When I was reading The Mine, there was a quote rattling around in my head from the movie Titanic that I just could not shake. It was what Jack said during dinner with Rose and the other wealthy people in First Class: “You learn to take life as it comes at you… to make each day count.”
That quote very much applies not only to the situation (and time) Joel finds himself in, but also his personality that enables him to handle being stuck in time so well. In some ways, he was able to get by a bit too well for my liking – he minored in History in college (though he wanted to major in it but his father wouldn’t let him), had great secondhand knowledge of the era from his grandparents’ stories and his interest in the culture of the time (his mother once commented “he had been born fifty years past his time”), and he knew enough facts about fights and baseball from 1941 to place and win three incredible bets – but at the same time, it helped to show how much damage one from our time could do by going back in time if given the chance. Instead of interfering, Joel did his best to simply let things take their course as they were meant to, though he did give some great veiled advice to one character, Japanese-American Katie Kobayashi.

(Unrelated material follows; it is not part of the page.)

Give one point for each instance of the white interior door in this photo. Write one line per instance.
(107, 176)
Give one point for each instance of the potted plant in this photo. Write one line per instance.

John A. Heldt did a wonderful job with incorporating Joel into 1941 and making 1941 accessible to me. He included some great historical facts and items from the period such as cameras and home appliances. Heldt made the threat of war very real, especially with the character of Tom Carter whose fate Joel knew almost as soon as he’d met him thanks to stories his grandmother had told him. Though that might be off-putting to some, it showed the importance of life, taking things as they come, and more of the dangers of time travel. Incorporating so much detail of the past, however, did mean it took me longer to read The Mine than I’d have liked because I sometimes had to stop reading because I wanted to look something up on the Internet to see exactly what something looked like or get more details that would have slowed the narrative down had Heldt included them.